A Quiet Revolution

Technology will not replace all agents and brokers but it will force agents, brokers and carriers to adjust how they handle consumers’ preferences.

That’s according to the latest sigma study by Swiss Re, “Digital distribution in insurance: a quiet revolution.” The study is an analysis of research from different countries and discusses how the internet and mobile devices are empowering consumers to search, review and purchase insurance policies without relying solely on the services of intermediaries.

At the same time, developments in Big Data are facilitating access to a rich source of data about customers, which insurers can use to enhance sales and marketing strategies. Digital transformation overall can help insurers become more consumer-centric, according to the study.

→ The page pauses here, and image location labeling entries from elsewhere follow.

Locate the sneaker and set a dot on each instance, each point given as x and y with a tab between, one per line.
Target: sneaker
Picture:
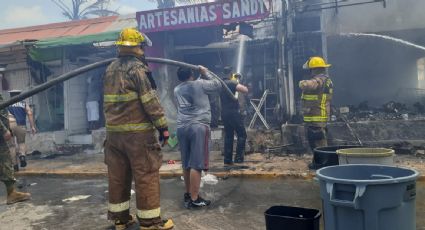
163	225
199	203
23	161
186	199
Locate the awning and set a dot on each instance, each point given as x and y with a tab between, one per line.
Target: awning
50	49
76	40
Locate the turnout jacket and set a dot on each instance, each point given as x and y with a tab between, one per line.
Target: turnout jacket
316	100
131	103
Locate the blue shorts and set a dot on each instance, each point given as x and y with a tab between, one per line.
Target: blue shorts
194	142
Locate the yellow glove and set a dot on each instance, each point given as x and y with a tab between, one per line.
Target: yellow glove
302	84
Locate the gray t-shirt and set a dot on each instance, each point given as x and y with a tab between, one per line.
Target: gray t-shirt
193	105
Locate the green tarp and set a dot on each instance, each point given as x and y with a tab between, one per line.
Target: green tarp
51	49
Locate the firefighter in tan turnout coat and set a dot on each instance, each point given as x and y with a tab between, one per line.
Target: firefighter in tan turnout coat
133	113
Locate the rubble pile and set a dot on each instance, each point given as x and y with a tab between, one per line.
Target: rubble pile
388	111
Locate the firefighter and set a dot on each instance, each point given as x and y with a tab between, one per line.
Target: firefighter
316	99
233	120
6	169
133	112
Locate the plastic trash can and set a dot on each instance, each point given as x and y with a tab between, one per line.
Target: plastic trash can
292	218
326	156
379	156
368	197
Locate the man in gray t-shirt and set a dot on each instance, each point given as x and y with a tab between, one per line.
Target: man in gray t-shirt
193	129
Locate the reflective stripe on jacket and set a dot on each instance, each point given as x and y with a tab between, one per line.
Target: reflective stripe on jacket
130	102
316	100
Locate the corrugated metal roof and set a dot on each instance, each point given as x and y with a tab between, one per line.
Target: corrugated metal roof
63	29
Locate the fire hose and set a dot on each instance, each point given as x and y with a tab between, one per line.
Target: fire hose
76	72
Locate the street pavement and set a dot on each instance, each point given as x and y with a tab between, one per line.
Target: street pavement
238	203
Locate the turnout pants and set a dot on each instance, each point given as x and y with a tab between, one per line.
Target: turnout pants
133	155
233	123
316	137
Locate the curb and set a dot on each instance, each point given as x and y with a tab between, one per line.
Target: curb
170	174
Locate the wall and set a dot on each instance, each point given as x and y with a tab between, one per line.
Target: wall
374	69
398	15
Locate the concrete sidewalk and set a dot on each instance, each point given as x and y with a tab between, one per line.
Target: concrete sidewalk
256	165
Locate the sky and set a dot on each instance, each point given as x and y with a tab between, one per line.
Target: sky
22	13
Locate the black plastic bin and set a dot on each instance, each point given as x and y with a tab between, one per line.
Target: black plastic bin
292	218
326	156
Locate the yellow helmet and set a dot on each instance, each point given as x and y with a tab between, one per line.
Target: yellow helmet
132	37
316	62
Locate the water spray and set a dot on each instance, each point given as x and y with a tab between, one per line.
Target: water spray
241	53
386	37
78	71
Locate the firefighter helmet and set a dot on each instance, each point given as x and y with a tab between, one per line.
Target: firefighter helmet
316	62
132	37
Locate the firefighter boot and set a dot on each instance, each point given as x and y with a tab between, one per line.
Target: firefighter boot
14	196
122	226
161	225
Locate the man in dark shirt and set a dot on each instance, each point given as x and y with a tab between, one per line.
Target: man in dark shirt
233	121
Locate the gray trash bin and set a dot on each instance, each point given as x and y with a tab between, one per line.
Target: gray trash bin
368	197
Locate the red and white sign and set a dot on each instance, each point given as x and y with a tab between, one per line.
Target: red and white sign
207	14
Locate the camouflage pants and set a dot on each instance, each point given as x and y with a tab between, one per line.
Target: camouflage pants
6	169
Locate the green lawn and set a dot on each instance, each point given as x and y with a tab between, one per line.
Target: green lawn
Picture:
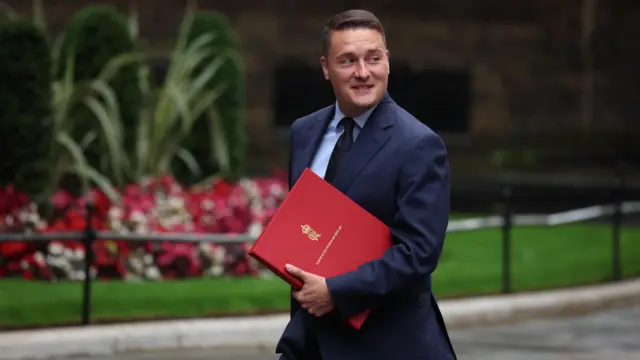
543	257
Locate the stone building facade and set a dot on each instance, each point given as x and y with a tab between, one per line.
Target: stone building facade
546	71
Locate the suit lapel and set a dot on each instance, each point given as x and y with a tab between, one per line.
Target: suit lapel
309	140
369	142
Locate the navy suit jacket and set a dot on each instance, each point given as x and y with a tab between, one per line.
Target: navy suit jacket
397	169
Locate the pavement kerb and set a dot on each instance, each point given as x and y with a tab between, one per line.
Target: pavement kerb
262	332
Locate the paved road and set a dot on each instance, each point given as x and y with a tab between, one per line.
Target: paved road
613	335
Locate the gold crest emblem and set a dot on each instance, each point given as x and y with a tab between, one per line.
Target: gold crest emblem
312	234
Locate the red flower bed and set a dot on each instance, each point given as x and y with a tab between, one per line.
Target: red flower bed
156	205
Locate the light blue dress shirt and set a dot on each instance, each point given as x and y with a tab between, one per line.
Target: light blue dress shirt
331	136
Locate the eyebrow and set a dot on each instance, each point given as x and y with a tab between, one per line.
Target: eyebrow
378	49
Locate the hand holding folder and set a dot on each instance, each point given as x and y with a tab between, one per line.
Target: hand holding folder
321	231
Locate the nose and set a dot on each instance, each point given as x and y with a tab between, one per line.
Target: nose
362	71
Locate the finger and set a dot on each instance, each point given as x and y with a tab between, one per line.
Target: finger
296	272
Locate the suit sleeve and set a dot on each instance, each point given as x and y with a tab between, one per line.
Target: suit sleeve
419	229
295	305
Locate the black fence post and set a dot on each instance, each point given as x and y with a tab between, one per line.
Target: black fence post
616	219
506	240
88	250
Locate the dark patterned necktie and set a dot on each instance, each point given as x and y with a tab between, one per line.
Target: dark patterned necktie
341	149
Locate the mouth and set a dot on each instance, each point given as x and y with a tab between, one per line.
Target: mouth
362	88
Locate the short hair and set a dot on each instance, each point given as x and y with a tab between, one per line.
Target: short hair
350	19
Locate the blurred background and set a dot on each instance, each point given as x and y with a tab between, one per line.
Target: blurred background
145	143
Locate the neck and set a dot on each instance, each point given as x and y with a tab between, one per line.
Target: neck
352	111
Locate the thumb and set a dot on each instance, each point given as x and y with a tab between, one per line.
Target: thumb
296	272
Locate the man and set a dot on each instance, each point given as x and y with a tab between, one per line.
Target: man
395	167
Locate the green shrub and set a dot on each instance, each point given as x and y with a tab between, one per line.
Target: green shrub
25	107
231	103
95	35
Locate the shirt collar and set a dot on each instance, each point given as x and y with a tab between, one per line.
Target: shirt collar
360	120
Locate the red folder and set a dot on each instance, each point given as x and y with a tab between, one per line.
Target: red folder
320	230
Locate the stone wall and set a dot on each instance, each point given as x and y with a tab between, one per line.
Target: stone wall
526	58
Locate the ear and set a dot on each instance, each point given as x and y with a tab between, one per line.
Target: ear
388	62
325	67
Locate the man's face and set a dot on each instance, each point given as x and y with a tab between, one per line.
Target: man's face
357	64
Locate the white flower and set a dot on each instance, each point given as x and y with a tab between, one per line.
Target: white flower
208	204
79	275
175	202
38	257
152	272
138	217
41	225
56	248
142	229
215	270
255	229
277	190
136	265
115	213
218	254
23	216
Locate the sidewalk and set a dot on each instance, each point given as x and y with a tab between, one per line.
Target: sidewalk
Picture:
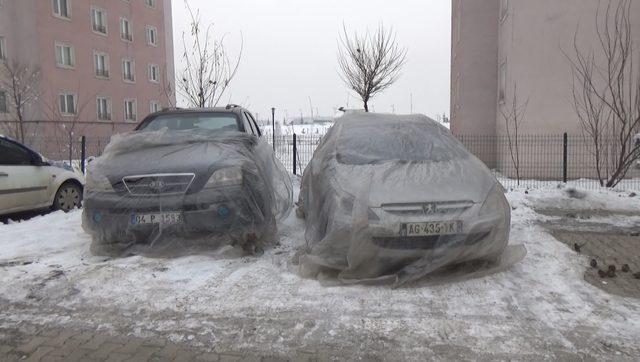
31	343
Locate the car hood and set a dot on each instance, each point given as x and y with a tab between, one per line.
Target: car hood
199	152
465	179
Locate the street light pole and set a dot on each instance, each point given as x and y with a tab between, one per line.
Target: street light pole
273	126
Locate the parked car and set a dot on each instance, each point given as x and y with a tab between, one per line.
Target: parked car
388	196
186	172
29	182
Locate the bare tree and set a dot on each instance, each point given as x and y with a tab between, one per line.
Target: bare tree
167	87
370	63
513	114
208	67
69	125
22	81
606	93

“A quiet revolution is underway,” said Kurt Karl, Swiss Re’s chief economist. In many countries the share of premiums accounted for by online sales is still small, but it is rising. “The statistics on e-commerce insurance mask the profound impact new technologies are having on the distribution process.”

Some surveys indicate that consumers increasingly research online and that the internet has become a trusted source of advice for insurance. Aggregator or price comparison websites (PCWs), as well as social media, are playing a growing role in the pre-sales process. As Ginger Turner, co-author of the study, noted, “with mobile and telematics technology, consumers can now interact with their insurance provider anytime and anywhere.”

Moreover, relatively simple insurance products are being sold online more readily. This is most obvious in personal auto and property insurance, especially in developed markets.

Direct marketing of term life insurance and some insurance for small businesses is also becoming prevalent. Swiss Re analysis shows that even in emerging Asia, where most sales occur via intermediaries, insurers have developed advanced capabilities for direct online platforms.

Meanwhile, the buying journey for insurance is becoming fragmented across multiple touch-points.

Not all insurance sectors are at the same stage of this digital transformation, and not all will proceed along the same adjustment path and at the same pace, according to report. But, the report says, the direction is clear: eventually, customers will be able to arrange most of their insurance needs through remote digital channels.

Digital transformation does not spell the end of intermediaries, according to the study. Many consumers will continue to value the personal interaction and expert advice of agents and brokers. The challenge for agents, brokers and their insurers will be to adapt business models to meet the varying needs and preferences of customers.